GOPIO Mauritius a été aussi le cofondateur avec GOPIO Malaisie de la plateforme internationale de GOPIO pour la région de l’Asie, l’Afrique et l’Europe. GOPIO Mauritius est reconnue maintenant sur la carte internationale. Nous poursuivons le travail sans relâche pour maintenir l’unité, la fraternité et le progrès pour un monde meilleur.
Quelles sont les activités qui sont inscrites au programme des célébrations du 25e anniversaire de la naissance de GOPIO Mauritius ?

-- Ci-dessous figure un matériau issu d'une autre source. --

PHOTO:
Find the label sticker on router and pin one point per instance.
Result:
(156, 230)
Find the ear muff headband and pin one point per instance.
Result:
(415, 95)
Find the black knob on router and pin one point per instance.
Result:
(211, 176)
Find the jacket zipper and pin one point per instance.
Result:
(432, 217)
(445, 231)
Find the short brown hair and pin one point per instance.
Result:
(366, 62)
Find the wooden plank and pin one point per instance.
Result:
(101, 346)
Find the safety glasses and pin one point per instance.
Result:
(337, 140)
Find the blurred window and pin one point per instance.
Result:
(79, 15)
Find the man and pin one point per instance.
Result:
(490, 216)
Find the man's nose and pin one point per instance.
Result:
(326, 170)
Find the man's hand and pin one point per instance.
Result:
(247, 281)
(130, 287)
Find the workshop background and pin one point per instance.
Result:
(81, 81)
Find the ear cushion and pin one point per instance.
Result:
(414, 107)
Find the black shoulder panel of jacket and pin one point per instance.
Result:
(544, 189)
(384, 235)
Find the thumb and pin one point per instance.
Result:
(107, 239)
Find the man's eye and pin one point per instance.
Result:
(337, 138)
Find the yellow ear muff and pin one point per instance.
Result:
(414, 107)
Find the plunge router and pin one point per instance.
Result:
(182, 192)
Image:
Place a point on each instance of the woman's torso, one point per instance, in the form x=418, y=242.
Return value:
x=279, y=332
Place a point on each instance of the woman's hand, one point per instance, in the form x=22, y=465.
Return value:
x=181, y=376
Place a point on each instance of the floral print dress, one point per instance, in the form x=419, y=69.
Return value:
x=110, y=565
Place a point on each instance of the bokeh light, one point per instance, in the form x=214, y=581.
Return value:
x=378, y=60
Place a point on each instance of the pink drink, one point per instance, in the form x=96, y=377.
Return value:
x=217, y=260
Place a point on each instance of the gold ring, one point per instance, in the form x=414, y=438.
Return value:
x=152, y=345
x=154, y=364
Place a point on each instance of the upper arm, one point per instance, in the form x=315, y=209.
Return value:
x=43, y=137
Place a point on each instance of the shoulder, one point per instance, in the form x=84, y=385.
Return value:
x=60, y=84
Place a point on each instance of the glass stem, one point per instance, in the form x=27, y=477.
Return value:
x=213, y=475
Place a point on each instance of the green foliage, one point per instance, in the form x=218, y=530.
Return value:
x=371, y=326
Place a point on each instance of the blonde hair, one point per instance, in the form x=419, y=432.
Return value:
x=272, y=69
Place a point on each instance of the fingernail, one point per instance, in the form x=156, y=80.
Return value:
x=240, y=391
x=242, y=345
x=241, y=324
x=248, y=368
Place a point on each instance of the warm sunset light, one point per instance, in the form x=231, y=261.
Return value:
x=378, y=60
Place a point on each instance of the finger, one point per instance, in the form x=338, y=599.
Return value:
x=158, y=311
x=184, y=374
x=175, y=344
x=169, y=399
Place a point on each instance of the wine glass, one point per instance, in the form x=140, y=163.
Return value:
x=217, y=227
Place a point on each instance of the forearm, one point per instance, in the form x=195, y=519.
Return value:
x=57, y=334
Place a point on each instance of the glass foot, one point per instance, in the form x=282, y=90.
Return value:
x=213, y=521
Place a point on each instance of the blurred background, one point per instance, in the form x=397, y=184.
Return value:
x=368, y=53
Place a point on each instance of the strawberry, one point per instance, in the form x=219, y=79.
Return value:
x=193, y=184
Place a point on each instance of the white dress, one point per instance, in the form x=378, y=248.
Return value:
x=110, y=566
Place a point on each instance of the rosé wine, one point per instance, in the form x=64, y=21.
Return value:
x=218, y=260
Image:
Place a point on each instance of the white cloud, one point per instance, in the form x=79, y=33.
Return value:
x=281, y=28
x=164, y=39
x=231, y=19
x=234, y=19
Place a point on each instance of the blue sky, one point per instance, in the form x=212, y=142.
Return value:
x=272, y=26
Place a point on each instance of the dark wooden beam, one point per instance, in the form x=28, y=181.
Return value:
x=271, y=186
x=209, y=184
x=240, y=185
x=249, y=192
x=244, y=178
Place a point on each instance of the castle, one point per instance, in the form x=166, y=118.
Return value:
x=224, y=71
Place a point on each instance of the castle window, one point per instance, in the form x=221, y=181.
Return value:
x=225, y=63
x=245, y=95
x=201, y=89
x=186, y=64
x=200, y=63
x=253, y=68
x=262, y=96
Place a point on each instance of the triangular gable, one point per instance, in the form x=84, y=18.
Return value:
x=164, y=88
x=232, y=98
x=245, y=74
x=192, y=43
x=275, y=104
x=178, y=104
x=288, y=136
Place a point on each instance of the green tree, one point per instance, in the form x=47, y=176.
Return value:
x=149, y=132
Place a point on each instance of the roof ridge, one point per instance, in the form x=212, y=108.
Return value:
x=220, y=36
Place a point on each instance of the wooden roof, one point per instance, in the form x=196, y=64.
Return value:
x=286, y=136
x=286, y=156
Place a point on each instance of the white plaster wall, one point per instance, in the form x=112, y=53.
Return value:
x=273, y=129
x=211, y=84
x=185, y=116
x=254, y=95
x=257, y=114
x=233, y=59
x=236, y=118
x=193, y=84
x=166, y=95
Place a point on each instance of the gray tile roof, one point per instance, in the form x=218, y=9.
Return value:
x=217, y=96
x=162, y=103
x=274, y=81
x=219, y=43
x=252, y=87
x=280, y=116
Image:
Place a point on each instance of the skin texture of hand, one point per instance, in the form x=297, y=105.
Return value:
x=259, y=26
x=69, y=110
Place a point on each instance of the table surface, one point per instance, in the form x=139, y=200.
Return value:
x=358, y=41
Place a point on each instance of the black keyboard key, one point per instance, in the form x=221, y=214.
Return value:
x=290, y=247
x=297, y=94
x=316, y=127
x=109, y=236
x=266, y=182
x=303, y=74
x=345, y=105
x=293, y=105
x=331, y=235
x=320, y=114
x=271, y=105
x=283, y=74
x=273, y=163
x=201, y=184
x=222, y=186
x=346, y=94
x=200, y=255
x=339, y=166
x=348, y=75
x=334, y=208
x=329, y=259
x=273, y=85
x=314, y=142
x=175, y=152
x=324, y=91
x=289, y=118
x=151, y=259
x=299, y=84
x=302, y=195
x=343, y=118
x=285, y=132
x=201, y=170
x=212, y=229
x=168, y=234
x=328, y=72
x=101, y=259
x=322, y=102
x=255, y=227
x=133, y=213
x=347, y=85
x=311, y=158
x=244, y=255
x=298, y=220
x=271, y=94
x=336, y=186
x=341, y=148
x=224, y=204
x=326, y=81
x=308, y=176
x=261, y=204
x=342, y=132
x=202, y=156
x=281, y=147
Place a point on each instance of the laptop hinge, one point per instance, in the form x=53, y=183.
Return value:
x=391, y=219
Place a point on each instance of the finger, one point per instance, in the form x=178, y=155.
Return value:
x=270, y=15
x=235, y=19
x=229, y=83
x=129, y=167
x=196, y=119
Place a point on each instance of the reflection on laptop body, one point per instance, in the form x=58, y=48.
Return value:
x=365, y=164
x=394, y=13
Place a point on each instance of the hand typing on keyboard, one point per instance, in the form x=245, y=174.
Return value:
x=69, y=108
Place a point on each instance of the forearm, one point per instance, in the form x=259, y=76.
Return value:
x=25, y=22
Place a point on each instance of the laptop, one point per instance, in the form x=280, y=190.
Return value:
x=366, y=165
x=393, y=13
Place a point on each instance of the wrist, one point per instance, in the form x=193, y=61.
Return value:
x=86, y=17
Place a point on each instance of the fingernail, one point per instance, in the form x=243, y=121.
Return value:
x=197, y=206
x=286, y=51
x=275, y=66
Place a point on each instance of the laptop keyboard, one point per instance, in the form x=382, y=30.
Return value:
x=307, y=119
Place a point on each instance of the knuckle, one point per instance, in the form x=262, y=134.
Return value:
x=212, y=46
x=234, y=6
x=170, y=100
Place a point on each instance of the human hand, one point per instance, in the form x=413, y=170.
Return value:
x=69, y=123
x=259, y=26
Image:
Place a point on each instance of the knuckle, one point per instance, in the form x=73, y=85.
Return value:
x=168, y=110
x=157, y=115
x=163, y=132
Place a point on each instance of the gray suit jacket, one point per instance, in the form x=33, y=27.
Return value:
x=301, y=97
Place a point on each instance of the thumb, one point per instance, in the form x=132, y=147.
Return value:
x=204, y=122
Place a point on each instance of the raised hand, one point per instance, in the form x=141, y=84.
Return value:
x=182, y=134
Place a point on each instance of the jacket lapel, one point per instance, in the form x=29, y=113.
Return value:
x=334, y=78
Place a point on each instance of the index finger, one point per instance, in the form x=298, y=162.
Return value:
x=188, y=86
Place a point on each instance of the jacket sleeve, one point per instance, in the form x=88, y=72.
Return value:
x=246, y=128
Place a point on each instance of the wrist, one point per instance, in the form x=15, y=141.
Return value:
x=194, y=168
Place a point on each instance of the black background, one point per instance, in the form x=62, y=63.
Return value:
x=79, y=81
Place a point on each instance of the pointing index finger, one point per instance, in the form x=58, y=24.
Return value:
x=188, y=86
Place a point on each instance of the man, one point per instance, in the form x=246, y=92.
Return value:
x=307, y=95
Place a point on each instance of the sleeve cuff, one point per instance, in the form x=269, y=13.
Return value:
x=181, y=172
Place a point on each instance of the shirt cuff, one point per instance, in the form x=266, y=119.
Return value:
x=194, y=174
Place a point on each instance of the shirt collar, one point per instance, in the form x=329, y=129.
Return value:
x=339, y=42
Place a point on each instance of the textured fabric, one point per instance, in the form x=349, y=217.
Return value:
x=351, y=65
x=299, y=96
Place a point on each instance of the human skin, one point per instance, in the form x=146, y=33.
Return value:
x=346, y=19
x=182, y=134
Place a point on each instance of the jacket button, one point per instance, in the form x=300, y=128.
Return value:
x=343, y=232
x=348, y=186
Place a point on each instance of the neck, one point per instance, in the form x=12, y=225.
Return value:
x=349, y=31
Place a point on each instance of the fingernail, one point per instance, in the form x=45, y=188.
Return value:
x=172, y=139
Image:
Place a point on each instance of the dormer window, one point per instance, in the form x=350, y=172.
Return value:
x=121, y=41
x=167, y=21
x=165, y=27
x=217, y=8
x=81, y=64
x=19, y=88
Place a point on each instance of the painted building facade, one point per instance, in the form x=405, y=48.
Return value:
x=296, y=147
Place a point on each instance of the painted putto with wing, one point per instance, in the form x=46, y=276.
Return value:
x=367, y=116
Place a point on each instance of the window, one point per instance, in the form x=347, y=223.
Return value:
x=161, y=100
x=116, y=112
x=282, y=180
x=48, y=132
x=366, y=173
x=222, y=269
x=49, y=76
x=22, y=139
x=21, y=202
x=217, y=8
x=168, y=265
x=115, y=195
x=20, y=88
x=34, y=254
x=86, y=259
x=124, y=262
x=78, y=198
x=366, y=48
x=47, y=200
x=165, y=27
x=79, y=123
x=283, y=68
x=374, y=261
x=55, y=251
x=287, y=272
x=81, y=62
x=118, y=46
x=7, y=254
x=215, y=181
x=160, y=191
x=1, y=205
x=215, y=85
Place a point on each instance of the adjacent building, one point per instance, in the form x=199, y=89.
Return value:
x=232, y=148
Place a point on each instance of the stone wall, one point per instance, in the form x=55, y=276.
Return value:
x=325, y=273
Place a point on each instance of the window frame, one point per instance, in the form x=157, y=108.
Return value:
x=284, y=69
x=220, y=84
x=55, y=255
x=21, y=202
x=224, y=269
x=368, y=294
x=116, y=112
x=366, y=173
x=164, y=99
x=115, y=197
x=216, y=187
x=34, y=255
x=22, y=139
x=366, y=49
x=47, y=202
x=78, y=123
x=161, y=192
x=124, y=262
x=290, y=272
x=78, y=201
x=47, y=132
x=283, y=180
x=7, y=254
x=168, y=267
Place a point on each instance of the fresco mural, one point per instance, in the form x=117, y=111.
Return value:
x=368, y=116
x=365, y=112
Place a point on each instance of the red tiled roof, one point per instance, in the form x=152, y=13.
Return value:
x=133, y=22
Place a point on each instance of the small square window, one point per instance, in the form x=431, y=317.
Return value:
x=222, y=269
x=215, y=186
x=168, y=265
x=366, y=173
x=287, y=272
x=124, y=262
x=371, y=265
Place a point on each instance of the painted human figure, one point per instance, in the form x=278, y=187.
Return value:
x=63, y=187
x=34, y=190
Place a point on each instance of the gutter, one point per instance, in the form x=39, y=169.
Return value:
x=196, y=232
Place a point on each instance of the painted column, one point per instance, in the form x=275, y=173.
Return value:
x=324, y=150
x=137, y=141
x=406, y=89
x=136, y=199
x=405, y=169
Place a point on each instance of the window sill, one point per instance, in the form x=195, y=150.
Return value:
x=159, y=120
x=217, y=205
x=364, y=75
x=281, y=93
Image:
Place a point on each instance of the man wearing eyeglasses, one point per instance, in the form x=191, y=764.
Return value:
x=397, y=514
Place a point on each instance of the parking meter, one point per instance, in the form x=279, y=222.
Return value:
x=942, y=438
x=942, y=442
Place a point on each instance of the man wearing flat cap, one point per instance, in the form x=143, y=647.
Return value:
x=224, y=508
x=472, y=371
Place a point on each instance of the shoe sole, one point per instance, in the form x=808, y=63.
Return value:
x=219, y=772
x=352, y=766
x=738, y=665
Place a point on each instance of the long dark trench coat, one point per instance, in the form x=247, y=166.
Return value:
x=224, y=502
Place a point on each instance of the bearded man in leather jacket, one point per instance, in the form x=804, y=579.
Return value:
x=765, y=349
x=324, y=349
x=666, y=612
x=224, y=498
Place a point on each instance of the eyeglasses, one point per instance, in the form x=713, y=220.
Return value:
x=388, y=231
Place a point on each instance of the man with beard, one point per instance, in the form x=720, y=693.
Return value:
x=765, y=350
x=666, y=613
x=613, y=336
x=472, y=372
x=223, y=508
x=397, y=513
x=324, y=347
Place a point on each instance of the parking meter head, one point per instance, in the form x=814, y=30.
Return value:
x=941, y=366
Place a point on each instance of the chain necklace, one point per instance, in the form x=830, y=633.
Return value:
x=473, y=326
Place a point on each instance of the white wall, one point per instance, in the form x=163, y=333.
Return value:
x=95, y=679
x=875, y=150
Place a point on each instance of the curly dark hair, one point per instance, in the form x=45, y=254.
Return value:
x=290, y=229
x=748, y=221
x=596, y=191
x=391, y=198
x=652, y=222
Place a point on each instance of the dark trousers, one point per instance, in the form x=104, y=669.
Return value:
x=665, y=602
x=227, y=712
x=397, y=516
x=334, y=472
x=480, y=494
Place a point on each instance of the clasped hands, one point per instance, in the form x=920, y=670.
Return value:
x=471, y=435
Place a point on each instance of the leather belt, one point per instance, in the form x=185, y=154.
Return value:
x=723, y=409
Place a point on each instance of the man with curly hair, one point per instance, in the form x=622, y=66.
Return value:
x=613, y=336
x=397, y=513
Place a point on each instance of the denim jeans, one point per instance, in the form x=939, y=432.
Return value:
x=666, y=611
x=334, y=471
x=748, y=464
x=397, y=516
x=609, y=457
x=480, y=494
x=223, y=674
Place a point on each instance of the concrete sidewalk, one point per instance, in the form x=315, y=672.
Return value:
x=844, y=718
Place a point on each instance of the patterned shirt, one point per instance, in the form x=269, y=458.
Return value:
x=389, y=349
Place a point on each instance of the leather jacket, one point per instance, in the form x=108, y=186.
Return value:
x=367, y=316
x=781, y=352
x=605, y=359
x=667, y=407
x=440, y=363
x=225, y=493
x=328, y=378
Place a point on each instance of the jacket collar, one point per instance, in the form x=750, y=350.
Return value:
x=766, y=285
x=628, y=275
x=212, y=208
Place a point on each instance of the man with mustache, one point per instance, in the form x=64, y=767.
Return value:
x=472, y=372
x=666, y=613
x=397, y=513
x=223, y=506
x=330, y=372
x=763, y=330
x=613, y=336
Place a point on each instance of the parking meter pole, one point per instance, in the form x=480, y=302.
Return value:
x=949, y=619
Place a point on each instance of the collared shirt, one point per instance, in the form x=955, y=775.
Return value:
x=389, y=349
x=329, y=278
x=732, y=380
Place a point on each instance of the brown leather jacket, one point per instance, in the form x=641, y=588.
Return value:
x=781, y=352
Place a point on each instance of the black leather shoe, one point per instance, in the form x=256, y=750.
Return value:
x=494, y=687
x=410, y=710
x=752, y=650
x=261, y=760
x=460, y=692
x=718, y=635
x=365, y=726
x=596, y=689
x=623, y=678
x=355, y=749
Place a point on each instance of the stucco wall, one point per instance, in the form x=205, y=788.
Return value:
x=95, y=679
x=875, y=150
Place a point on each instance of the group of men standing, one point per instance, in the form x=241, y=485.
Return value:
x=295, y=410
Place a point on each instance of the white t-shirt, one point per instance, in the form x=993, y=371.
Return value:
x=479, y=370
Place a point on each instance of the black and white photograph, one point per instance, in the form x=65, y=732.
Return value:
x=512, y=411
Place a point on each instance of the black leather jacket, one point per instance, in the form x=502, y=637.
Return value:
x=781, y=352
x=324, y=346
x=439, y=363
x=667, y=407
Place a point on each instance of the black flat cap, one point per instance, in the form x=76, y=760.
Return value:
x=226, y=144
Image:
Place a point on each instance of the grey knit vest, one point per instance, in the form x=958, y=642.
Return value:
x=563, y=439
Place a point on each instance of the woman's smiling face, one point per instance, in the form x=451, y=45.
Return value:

Au fait, plusieurs activités ont déjà démarré pour marquer cet événement d’une pierre blanche. Les activités sont organisées sur les plans social, culturel, artistique et éducatif au niveau national et régional. Nous avons déjà, par exemple, démarré la plantation d’arbres à travers l’île et dans l’enceinte des institutions scolaires afin de sensibiliser les jeunes à la nécessité de protéger l’environnement. Ce programme de reboisement, qui avait démarré en octobre 2021 à Montagne-Longue, prendra fin en août 2023.
Nous avons organisé en juin dernier un concours de rédaction en hindi et en anglais à l’intention des élèves du secondaire. Nous avons aussi démarré un programme de sensibilisation sur la nécessité de se maintenir en bonne santé avec une attention particulière sur la médecine traditionnelle qui est au fait à la portée de tout le monde.
Nous avons aussi organisé des récitations de poèmes, des séances d’interactions entre les jeunes et les personnes âgées. Sont aussi inscrits au programme un webinaire international en octobre prochain avec la participation de la diaspora indienne de divers pays, une conférence internationale virtuelle sur la culture en mars 2023, la tenue de l’International GOPIO Steering Committee à Maurice en décembre prochain, la publication d’un magazine souvenir pour marquer les 25 ans de GOPIO Mauritius, la présentation de deux pièces de théâtre en hindi en octobre.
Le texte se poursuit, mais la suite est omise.